Alzheimer’s disease (AD) is characterized by the accumulation of amyloid deposits mainly formed by the beta amyloid peptide (Aβ) and by the presence of neurofibrillary tangles formed from abnormal forms of the Tau protein. Animal genetic models of the disease are produced by the induction of Aβ overexpression (by adding transgenes encoding human forms of APP or PS1) or overexpression of abnormal forms of Tau (by adding transgenes coding for human Tau forms) [151]. In all AD models, an overexpression of TSPO is observed [3, 6, 152,153,154,155,156,157,158,159]. However, there is no consensus on the cellular origin of TSPO [160]. Indeed, in the APP23 transgenic (Tg) mice model, astrocytes represent the cellular source of TSPO expression in the vicinity of extracellular amyloid deposits [153]. In contrast to this model, the PS19 Tg mice show microglia TSPO expression [153]. The presence of a significant spatial correlation between [3H](R)-PK11195 binding and IBA1 staining that is not present in the case of GFAP staining suggests that the origin of TSPO is predominantly microglial in the APPSWE/PSEN1ΔE9 mice model [3]. However, double immunofluorescence revealed that the cellular origin of TSPO may mainly be microglial although TSPO+GFAP+ cells were also present [154]. The predominance of a microglial origin to the TSPO binding is also observed in the 3xTgAD model (APPSWE/PS1M146V/TauP301L) with the use of IBA1 and GFAP co-staining with TSPO [159]. In a model combining three APP mutations and two PS1 mutations (5XFAD), colocalization of TSPO with GFAP or S100β for astrocytes is absent while TSPO+IBA1+ cells are observed.

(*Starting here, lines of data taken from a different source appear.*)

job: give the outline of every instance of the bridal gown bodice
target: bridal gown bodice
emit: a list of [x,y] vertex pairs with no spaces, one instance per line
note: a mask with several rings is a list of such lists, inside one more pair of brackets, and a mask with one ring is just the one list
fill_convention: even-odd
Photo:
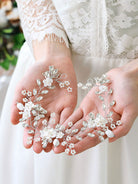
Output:
[[[33,44],[71,49],[78,82],[138,57],[138,0],[17,0],[26,42],[21,48],[0,123],[1,184],[137,184],[138,120],[130,133],[74,157],[37,155],[23,147],[23,129],[10,122],[15,88],[35,63]],[[78,94],[78,103],[84,94]]]
[[17,2],[30,46],[32,40],[55,34],[79,55],[115,60],[138,57],[137,0]]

Interestingly, Liu et al. (2005) also reported that subtypes of microglial cells are differentially contributing to the expression of TSPO. Indeed, TSPO strongly colocalizes with the CD68 microglial pro-inflammatory marker. In addition, TSPO is also present in microglia positive for the CD206 anti-inflammatory marker when these cells are in the vicinity of the amyloid deposits [154]. Thus, the complexity of glial cell types and the differential expression of TSPO by the various subclasses of glial cells add another level of complexity that needs to be further studied.

Schizophrenia

In contrast to the aforementioned pathologies, the density of TSPO is decreased in schizophrenia (see details in the next chapter). Using the maternal immune activation (MIA) animal model of schizophrenia, a decrease in the TSPO levels was reported [161]. The authors observed a decrease in colocalization of TSPO with IBA1, GFAP, and Glut1 (a marker of the brain vasculature) [161], suggesting the involvement of multiple different cell types.

General considerations

Overall, it is important to discuss several critical issues. First, the assessment of TSPO in other cell types than microglia has not been examined systematically, e.g., in astrocytes and even less in endothelial cells. Secondly, many studies use IBA1 as a marker of microglia, but it represents a ubiquitous labeling of this cell type and not of any specific activated forms or phenotypes. Without a more in-depth analysis of the TSPO+IBA1+ cells, it cannot be completely affirmed that it is indeed active microglia and even if it is, the pathophysiological significance of a particular phenotype of activated microglia or indeed other cells of the monocyte family that also express IBA1. In this context, several reports using mouse primary glial cell cultures demonstrate that TSPO is more likely to be modified in activated (by pro-inflammatory stimuli) forms of microglia and astrocytes [139, 162, 163]. Finally, studies of the number of cells expressing TSPO based on immunofluorescence do not determine if a change in the number of TSPO binding sites per cell is present. Finally, although evidence is scarce, a direct implication of TSPO on the pathophysiology of the various neuropsychiatric conditions may not be ruled out.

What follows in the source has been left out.